The subliminal sadness of ordinary love
'Ordinary Love' starring Liam Neeson is an affecting portrayal of impending isolation and loneliness
by Rahul DesaiOn a recent vacation, I spent an afternoon in a cemetery. On some days, I sense the entire history of a city amongst its dead. On others, the sheer symmetry of the tombs and little chapels is breathtaking. More often than not, these visits feel familiar. Like an event not from the past but the future.
A cemetery is the one space in which I perhaps come the closest to grieving for those I’m yet to lose. A place in which I experience a feeling I’m yet to discover. I’ve never truly lost a loved one, but it remains my greatest fear. I observe mourners who speak to graves. And I try to borrow their longing. Their loneliness. It’s why simple films like Ordinary Love – which screened at MAMI 2019 – affect me so much. Tom (Liam Neeson) who is around 60-something, spends time at his daughter’s grave. He speaks to her. He keeps her updated. He misses her.
Prepping for the end
But I suspect Tom starts to visit the cemetery more once he discovers that his wife of 35 years, Joan (Leslie Manville), is diagnosed with breast cancer. As practice. More than visiting his past, he is preparing for the future. Some couples are torn apart by the demise of their children; Joan and Tom were torn together in a way that allowed their frayed edges completed each other. They clung onto mundanity and routine. They chose to embrace the pain by boring it to death. Instead of escaping one another to preserve the image of their once-perfect family, Joan and Tom escaped towards one another. None of this is explicitly expressed by the film. But we locate the personality of their companionship in what the film doesn’t express: Dramatic romance, intense passion, lofty lust.
As a result, the thought of Tom being completely alone is crippling. It’s not because he’s an emotional man. It’s not because Joan is a charming woman. It’s not because their union is the stuff of legend. It’s – as the title suggests – because their love is ordinary. And comfortable. And lived-in. Like a warm winter sock. Like their brisk morning stroll at the waterfront. Or his penchant for pondering about sweet rubbish, like how a Fitbit would work if people walked without moving their hands. He makes her roll her eyes, she makes him feel accepted and manly.
Till death do us apart
Crisis has made them so compatible, that the prospect of one dying before the other is cruel. In one scene, Joan, who goes through a battery of tests in the hospital, notices Tom through the glass in the door. It is framed in a way that suggests she is stealing a peak through the pearly gates. He is seated in the waiting room – tense and tender at once. He looks helpless and small. And so alone. She does not want to succumb to cancer – not because she wants to live, but because she wants him to live. She knows he isn’t one to gracefully celebrate the memory of their marriage. He won’t be thankful for the life they shared. Instead, he will be hopeless about the emptiness that lies beyond. He will die of a broken heart, and he will have nobody by his side until he does.

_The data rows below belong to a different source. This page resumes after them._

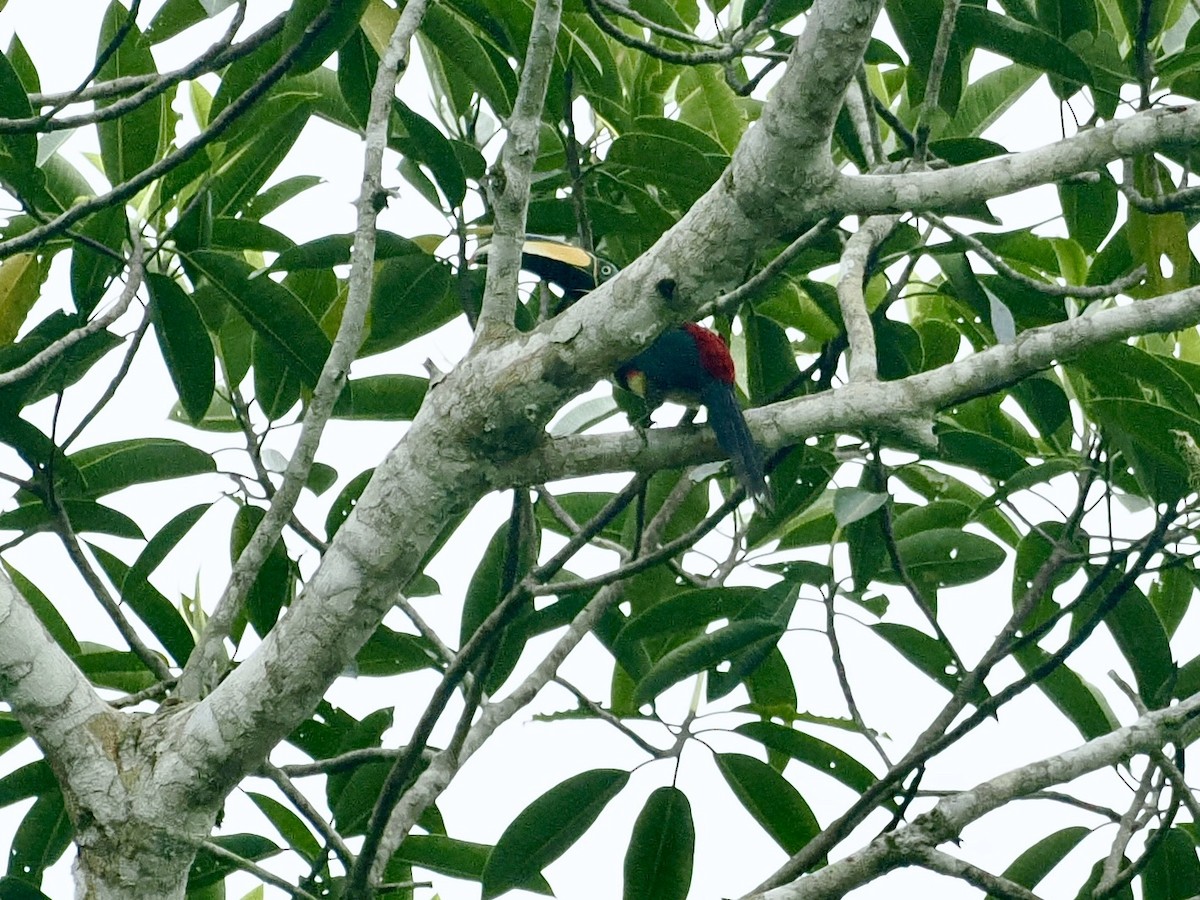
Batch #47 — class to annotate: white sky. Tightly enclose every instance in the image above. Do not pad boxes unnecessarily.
[0,2,1192,899]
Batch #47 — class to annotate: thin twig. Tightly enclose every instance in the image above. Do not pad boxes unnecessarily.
[258,762,354,870]
[0,3,335,261]
[53,505,171,681]
[200,839,321,900]
[62,308,151,450]
[704,218,834,318]
[924,211,1147,300]
[28,11,283,108]
[0,3,249,135]
[553,676,670,757]
[913,0,961,162]
[916,847,1046,900]
[0,230,144,388]
[837,216,897,382]
[177,0,422,700]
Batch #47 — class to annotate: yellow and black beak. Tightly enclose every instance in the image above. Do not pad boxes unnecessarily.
[475,236,618,308]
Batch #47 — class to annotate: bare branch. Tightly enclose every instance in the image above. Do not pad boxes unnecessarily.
[476,0,564,331]
[177,0,430,700]
[837,216,896,382]
[0,4,338,261]
[199,839,321,900]
[744,692,1200,900]
[0,228,144,388]
[913,0,960,162]
[915,847,1045,900]
[923,211,1147,300]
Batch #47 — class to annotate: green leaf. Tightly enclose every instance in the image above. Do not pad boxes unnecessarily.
[282,0,370,74]
[1149,564,1191,639]
[69,205,126,316]
[209,99,315,218]
[1,563,79,656]
[147,273,215,424]
[481,768,629,899]
[1059,176,1118,253]
[871,623,964,693]
[734,722,882,798]
[421,5,517,116]
[1105,585,1174,706]
[325,467,373,540]
[7,35,40,95]
[0,761,55,808]
[242,175,323,220]
[1014,645,1119,739]
[714,753,821,856]
[676,65,746,152]
[832,487,888,527]
[0,252,43,346]
[1126,156,1190,297]
[991,826,1090,899]
[10,788,71,881]
[1143,827,1200,900]
[879,527,1006,589]
[708,582,800,700]
[0,46,39,203]
[73,644,157,692]
[956,7,1094,88]
[68,438,216,498]
[633,620,784,706]
[246,792,321,863]
[230,503,294,636]
[0,876,53,899]
[363,251,456,355]
[186,250,331,386]
[146,0,238,43]
[96,1,165,184]
[391,835,552,894]
[394,99,467,209]
[354,625,441,676]
[943,64,1040,139]
[331,374,428,420]
[623,787,694,900]
[89,544,196,667]
[615,586,764,649]
[0,499,143,540]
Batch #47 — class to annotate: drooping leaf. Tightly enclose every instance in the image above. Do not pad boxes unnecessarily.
[481,769,630,899]
[623,787,695,900]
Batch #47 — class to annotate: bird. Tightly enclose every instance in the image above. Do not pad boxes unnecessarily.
[512,237,772,507]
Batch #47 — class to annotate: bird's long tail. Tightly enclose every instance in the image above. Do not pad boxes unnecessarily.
[702,382,772,508]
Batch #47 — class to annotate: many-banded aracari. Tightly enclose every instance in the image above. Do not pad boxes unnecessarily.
[511,237,771,506]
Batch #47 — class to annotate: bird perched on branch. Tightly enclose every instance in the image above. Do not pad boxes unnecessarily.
[509,237,772,507]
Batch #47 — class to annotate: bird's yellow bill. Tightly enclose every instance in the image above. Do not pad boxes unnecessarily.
[624,370,647,398]
[522,239,595,270]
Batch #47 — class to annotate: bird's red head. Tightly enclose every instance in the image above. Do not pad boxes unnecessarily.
[682,323,735,385]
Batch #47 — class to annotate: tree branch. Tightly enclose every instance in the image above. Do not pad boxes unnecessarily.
[745,692,1200,899]
[177,0,430,701]
[476,0,564,332]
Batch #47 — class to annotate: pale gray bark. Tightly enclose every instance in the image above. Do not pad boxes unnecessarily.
[5,0,1200,896]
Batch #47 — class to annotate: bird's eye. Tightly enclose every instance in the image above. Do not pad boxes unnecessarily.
[600,263,615,277]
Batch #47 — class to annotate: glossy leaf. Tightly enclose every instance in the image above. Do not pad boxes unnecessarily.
[634,620,784,706]
[714,753,821,857]
[990,826,1090,899]
[96,2,164,185]
[186,250,332,386]
[391,835,552,894]
[624,787,694,900]
[734,722,882,798]
[481,769,629,899]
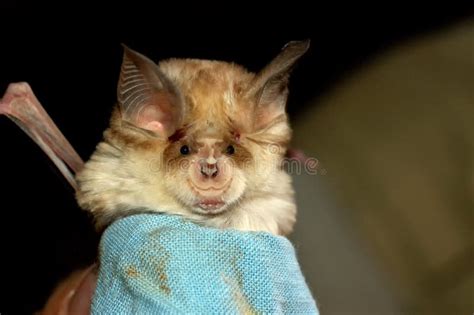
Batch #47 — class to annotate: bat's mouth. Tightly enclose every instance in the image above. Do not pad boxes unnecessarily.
[196,199,226,212]
[187,178,235,215]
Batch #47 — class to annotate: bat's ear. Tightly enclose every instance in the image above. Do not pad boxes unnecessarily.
[247,40,310,130]
[118,45,183,137]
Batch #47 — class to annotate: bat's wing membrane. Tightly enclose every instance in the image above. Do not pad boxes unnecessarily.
[0,82,83,189]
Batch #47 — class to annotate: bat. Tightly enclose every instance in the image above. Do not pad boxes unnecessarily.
[1,40,309,236]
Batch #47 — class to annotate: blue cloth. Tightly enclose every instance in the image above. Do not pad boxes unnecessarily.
[92,214,318,314]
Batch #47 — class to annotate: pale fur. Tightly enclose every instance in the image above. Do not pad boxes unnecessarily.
[77,55,298,235]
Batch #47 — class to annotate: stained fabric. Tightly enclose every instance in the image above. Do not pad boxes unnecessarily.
[92,214,318,314]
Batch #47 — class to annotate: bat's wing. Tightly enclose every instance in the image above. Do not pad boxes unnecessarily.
[0,82,84,189]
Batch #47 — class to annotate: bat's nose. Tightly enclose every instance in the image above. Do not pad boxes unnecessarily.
[197,145,220,178]
[200,162,219,178]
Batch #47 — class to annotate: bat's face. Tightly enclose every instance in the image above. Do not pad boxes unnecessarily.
[160,118,249,216]
[77,42,309,234]
[156,59,284,216]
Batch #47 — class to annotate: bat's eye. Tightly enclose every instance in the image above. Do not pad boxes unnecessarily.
[226,145,235,155]
[180,145,190,155]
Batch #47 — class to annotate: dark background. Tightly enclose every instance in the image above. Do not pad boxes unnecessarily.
[0,3,472,314]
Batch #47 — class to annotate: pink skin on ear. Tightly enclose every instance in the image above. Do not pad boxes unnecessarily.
[137,105,165,133]
[143,121,165,133]
[133,92,179,136]
[118,45,184,138]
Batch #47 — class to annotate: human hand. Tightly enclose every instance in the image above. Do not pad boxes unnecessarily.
[40,265,97,315]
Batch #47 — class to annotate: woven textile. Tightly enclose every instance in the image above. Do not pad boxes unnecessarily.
[92,214,318,314]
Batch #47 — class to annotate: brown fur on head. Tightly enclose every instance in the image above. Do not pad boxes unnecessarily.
[76,41,309,235]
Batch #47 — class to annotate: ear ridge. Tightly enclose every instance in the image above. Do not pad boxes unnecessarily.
[118,47,153,120]
[117,45,183,136]
[256,40,310,92]
[248,40,310,130]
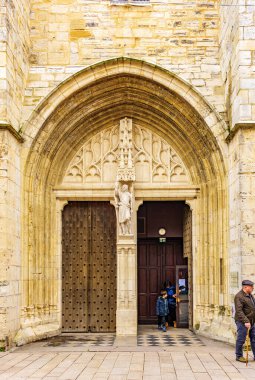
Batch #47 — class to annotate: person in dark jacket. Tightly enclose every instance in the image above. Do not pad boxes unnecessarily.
[156,289,169,332]
[234,279,255,362]
[165,280,177,327]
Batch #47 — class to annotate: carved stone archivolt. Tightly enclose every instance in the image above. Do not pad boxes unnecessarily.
[62,121,190,185]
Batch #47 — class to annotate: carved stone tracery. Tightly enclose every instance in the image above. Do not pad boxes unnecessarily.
[134,126,189,183]
[63,126,119,183]
[62,122,190,185]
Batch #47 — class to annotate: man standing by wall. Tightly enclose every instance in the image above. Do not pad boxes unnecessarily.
[235,280,255,362]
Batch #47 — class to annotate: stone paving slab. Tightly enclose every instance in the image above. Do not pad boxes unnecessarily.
[2,329,255,379]
[0,350,254,379]
[15,327,231,353]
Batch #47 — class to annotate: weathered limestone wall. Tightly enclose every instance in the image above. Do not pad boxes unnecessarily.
[219,0,239,126]
[220,1,255,125]
[228,128,255,303]
[0,0,31,130]
[22,0,225,125]
[0,130,22,348]
[220,2,255,308]
[0,3,7,123]
[0,0,30,348]
[1,0,254,347]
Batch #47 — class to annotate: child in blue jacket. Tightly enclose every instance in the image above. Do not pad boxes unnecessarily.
[156,290,169,332]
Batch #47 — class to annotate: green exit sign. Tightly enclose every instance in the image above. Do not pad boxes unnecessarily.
[159,238,166,243]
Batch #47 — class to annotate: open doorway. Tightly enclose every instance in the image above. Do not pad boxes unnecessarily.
[137,201,192,328]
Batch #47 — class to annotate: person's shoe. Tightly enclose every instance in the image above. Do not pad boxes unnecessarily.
[162,326,166,332]
[236,357,246,363]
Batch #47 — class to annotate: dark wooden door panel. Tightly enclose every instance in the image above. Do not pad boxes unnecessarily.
[138,238,187,324]
[175,242,184,265]
[148,244,160,266]
[149,294,158,317]
[138,244,147,266]
[164,244,175,266]
[149,269,160,293]
[138,294,147,317]
[62,201,116,332]
[162,269,175,285]
[138,268,147,293]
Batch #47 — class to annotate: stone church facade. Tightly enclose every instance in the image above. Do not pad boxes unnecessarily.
[0,0,255,348]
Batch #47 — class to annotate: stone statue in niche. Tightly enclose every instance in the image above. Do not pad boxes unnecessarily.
[114,182,132,235]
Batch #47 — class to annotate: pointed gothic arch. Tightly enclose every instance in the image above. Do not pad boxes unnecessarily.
[16,57,231,345]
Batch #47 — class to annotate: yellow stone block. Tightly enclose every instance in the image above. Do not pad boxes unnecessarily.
[70,29,93,40]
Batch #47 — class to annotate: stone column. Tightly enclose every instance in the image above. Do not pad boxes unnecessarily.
[116,238,137,335]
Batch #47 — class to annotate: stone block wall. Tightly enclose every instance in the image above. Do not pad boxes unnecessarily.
[221,1,255,303]
[220,1,255,126]
[228,127,255,301]
[22,0,225,125]
[0,0,30,347]
[0,0,254,347]
[237,4,255,124]
[0,130,22,348]
[0,0,31,130]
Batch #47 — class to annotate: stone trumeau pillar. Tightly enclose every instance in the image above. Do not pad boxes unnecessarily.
[114,118,137,335]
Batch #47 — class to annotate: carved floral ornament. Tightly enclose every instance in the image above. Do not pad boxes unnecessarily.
[63,121,190,185]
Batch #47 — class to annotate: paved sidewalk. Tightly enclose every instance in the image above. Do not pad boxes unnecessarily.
[1,328,255,379]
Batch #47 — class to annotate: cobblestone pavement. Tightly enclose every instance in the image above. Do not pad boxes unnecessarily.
[1,328,255,379]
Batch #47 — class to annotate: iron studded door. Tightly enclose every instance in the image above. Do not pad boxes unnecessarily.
[62,201,116,332]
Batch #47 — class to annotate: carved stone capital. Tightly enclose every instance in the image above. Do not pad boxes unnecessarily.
[117,246,136,255]
[117,167,136,182]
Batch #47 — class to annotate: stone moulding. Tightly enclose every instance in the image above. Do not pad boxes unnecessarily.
[14,324,60,347]
[225,122,255,143]
[21,57,229,144]
[0,123,24,143]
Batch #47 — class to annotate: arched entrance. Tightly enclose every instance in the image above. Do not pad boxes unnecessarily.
[16,57,230,345]
[137,201,189,328]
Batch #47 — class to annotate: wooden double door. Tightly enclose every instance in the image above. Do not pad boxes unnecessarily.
[138,238,187,325]
[62,201,116,332]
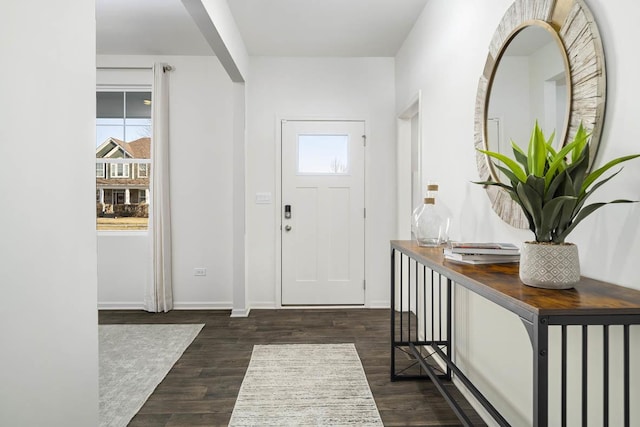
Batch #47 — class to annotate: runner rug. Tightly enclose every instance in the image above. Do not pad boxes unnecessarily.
[229,343,383,426]
[99,324,204,427]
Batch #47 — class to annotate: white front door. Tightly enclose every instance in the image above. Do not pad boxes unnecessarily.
[281,120,365,305]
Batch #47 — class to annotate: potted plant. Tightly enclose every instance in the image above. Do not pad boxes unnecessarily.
[476,122,639,289]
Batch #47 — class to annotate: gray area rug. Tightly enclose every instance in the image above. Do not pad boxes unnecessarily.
[229,343,383,426]
[99,324,204,427]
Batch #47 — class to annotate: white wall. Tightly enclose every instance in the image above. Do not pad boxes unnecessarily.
[0,1,98,426]
[97,55,235,309]
[489,56,530,156]
[246,57,396,308]
[396,1,640,425]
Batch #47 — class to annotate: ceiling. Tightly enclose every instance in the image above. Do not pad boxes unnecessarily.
[96,0,429,57]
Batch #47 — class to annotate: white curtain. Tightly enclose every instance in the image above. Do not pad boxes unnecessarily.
[145,63,173,312]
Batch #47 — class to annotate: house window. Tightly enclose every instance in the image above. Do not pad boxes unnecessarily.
[96,91,152,146]
[110,163,130,178]
[138,163,148,178]
[96,88,151,231]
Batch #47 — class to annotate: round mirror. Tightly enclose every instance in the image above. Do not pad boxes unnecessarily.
[485,23,571,183]
[474,0,606,228]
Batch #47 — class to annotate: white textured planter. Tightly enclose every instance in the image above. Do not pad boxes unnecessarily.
[519,242,580,289]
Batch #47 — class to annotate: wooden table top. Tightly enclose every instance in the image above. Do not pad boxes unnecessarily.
[391,240,640,321]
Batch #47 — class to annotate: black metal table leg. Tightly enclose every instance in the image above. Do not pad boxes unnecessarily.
[533,315,549,426]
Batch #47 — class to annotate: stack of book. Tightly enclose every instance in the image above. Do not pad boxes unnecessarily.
[444,242,520,264]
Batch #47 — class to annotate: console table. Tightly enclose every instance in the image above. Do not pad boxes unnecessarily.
[390,240,640,426]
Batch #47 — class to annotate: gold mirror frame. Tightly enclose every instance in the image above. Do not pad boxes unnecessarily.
[474,0,606,228]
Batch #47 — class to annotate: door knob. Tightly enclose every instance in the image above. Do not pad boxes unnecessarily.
[285,225,292,231]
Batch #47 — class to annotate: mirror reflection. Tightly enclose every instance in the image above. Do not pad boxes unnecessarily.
[486,24,570,182]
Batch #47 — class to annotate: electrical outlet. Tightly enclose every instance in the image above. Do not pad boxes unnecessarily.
[194,268,207,276]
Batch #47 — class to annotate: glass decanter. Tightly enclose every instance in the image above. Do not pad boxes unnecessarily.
[412,183,451,247]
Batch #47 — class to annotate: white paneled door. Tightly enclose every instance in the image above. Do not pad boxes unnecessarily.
[281,120,365,305]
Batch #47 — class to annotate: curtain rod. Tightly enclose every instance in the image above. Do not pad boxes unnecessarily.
[97,66,152,70]
[97,65,174,72]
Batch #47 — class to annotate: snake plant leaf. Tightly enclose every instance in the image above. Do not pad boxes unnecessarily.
[580,168,621,201]
[545,168,568,202]
[477,149,527,182]
[511,140,529,173]
[566,147,590,195]
[557,196,578,242]
[571,123,590,163]
[581,154,640,193]
[572,170,624,217]
[545,142,558,159]
[494,164,521,186]
[561,170,577,197]
[528,122,547,177]
[516,180,543,233]
[527,175,545,197]
[511,140,526,156]
[556,200,636,242]
[539,196,576,242]
[472,180,515,192]
[544,135,587,189]
[546,129,556,149]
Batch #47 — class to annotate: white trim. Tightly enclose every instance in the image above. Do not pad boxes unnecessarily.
[97,230,148,237]
[98,301,234,310]
[250,301,278,309]
[96,158,150,164]
[172,302,233,310]
[279,305,366,309]
[98,302,145,310]
[230,308,251,317]
[96,84,152,92]
[368,300,391,309]
[397,91,423,240]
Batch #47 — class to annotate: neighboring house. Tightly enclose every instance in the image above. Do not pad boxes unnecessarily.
[96,137,150,216]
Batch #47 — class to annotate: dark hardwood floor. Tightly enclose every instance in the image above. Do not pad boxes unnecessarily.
[99,309,484,426]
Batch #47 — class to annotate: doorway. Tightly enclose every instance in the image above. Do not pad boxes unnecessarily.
[397,92,422,239]
[280,120,366,305]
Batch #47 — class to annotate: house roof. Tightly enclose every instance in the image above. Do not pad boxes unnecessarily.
[96,137,150,159]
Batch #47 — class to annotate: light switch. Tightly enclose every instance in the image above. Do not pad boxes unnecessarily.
[255,192,272,204]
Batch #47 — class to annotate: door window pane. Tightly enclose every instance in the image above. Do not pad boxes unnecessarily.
[298,134,349,174]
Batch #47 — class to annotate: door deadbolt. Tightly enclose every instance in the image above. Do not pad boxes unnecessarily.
[284,204,292,219]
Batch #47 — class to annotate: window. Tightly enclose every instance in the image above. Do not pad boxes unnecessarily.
[297,134,349,174]
[137,163,148,178]
[110,163,130,178]
[138,189,147,204]
[96,89,151,231]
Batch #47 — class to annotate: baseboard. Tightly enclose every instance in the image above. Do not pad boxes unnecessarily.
[248,301,390,310]
[99,301,233,310]
[369,300,390,309]
[249,301,278,309]
[172,301,233,310]
[98,302,145,310]
[452,376,497,427]
[230,308,251,317]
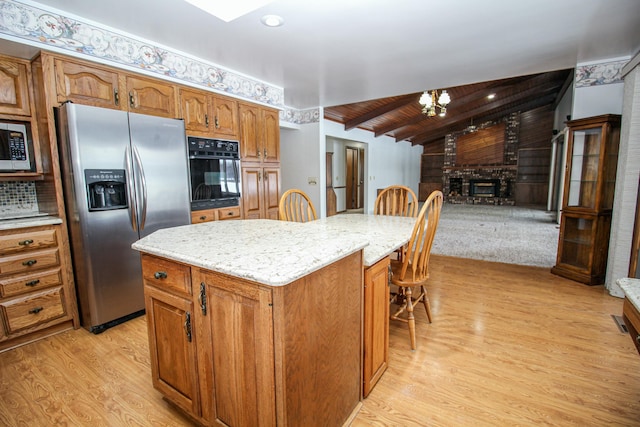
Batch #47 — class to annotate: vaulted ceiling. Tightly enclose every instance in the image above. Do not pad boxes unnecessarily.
[324,68,573,148]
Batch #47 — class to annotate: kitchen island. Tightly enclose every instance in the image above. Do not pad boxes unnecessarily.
[132,215,417,426]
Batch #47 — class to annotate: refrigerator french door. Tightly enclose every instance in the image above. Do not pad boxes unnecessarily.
[57,103,191,333]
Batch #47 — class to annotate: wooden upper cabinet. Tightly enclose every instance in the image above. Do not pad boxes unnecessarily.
[179,88,238,139]
[211,95,238,139]
[0,55,31,116]
[126,75,177,118]
[53,58,121,109]
[262,107,280,164]
[239,103,280,164]
[180,88,209,133]
[239,103,260,162]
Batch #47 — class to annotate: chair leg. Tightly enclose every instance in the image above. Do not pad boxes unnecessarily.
[406,286,416,350]
[421,285,432,323]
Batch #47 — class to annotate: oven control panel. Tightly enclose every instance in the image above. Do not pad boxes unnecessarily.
[188,137,238,157]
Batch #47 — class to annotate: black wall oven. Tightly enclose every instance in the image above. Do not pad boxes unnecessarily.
[187,136,241,211]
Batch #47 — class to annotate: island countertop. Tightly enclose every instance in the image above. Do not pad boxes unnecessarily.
[308,214,416,266]
[132,219,369,286]
[133,214,418,286]
[618,277,640,313]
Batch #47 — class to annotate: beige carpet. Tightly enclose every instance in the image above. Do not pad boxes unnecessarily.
[431,204,560,268]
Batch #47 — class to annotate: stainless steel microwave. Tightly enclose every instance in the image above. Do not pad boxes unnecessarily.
[0,122,31,171]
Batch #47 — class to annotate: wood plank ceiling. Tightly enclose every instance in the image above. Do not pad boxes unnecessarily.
[324,69,573,148]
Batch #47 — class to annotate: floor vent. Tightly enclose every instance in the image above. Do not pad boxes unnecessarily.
[612,314,628,334]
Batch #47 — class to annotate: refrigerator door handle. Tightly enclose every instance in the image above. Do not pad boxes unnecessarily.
[132,146,148,231]
[124,146,138,232]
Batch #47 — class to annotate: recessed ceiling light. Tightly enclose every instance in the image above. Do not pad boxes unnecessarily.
[183,0,275,22]
[487,93,496,99]
[261,14,284,27]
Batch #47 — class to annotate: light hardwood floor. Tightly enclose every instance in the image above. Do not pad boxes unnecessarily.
[1,255,639,426]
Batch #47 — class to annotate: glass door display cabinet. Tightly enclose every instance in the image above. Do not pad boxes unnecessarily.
[552,114,621,285]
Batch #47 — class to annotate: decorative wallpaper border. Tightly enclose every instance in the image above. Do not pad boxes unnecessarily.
[575,59,628,88]
[279,107,321,125]
[0,0,285,107]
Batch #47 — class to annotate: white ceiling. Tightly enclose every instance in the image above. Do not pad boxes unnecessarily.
[7,0,640,109]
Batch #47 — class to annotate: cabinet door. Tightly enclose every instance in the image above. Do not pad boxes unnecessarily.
[263,166,281,220]
[54,58,121,109]
[126,75,177,118]
[180,88,211,133]
[211,96,239,139]
[197,271,276,427]
[262,108,280,164]
[241,166,263,219]
[144,284,201,417]
[0,56,31,116]
[363,256,389,397]
[239,103,260,162]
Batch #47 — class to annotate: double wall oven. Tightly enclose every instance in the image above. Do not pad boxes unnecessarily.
[187,136,241,211]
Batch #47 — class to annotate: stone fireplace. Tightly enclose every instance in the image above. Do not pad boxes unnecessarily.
[442,114,518,205]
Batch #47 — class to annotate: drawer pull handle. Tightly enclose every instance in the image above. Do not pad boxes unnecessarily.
[154,271,167,280]
[29,306,43,314]
[22,260,37,267]
[636,335,640,345]
[25,279,40,287]
[200,216,207,220]
[19,239,34,246]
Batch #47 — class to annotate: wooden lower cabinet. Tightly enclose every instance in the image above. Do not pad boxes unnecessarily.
[0,224,77,352]
[363,256,390,397]
[140,250,363,426]
[241,165,280,219]
[623,298,640,356]
[191,206,242,224]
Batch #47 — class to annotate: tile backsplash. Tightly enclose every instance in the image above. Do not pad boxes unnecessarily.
[0,181,39,216]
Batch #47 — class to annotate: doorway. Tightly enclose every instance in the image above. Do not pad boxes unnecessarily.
[346,147,364,210]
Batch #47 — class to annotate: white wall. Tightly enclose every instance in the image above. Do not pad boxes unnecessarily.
[606,57,640,296]
[573,83,624,119]
[280,121,323,214]
[324,120,422,214]
[279,118,422,217]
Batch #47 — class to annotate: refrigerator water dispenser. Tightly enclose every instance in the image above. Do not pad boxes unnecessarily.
[85,169,127,211]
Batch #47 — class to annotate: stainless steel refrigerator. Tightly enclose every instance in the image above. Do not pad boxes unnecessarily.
[56,103,191,333]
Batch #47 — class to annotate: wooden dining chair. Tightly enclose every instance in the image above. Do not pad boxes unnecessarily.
[374,185,419,218]
[389,190,443,350]
[278,189,318,222]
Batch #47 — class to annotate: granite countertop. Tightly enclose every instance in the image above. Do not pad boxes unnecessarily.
[309,214,416,266]
[0,215,63,231]
[618,277,640,313]
[132,219,370,287]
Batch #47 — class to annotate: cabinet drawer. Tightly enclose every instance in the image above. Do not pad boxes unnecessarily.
[0,229,57,255]
[191,209,214,224]
[0,248,60,276]
[141,255,191,296]
[218,206,241,220]
[0,268,62,298]
[1,286,66,334]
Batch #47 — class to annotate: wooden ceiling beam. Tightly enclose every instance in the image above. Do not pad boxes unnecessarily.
[394,79,564,142]
[383,73,556,140]
[344,94,417,130]
[410,93,558,146]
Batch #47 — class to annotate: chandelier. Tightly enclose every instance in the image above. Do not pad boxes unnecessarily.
[419,89,451,117]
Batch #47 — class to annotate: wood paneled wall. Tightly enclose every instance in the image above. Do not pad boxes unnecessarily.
[419,106,554,206]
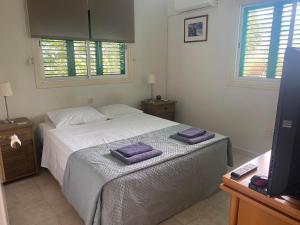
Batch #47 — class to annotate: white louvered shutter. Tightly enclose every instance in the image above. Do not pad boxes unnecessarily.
[241,6,274,77]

I’m not sure why Ordinary Love is more affecting than other movies about impending isolation. It could be that Liam Neeson’s face is wrinkled by creases of loss – his wife Natasha Richardson died in a skiing accident ten years ago. Or that screenwriter Owen McCafferty riffs on his own personal experience of his wife’s cancer. Or that Joan, at one point, concernedly asks Tom if he will miss her breasts. It could be everything, but it's most likely the nothingness of their chemistry.
Lost and found
At some level, I envy the Joans and Toms of this world. I admire what they have, and the fact that they have it without knowing or flaunting it. I smile when I see them – crossing the road, at parks, in movies. But I am also scared for them. So scared that I might be subconsciously programmed to panic, when veering towards acquiring their brand of companionship. It’s not so much the fear of losing a soulmate; it’s the fear of losing myself in her memory that keeps me from fully baring my soul.
That afternoon, an old lady crossed my bench. I recognised her; she had been kneeling by a grave so stoically that she, at least briefly, resembled an angel carved in tombstone. Ten minutes later, she crossed my bench again. And again. I could sense that she was disoriented. She couldn’t find a way out of the cemetery, where her husband now rested. She sat next to me. It was cold and rainy. She was lost. And maybe she didn’t want to be found.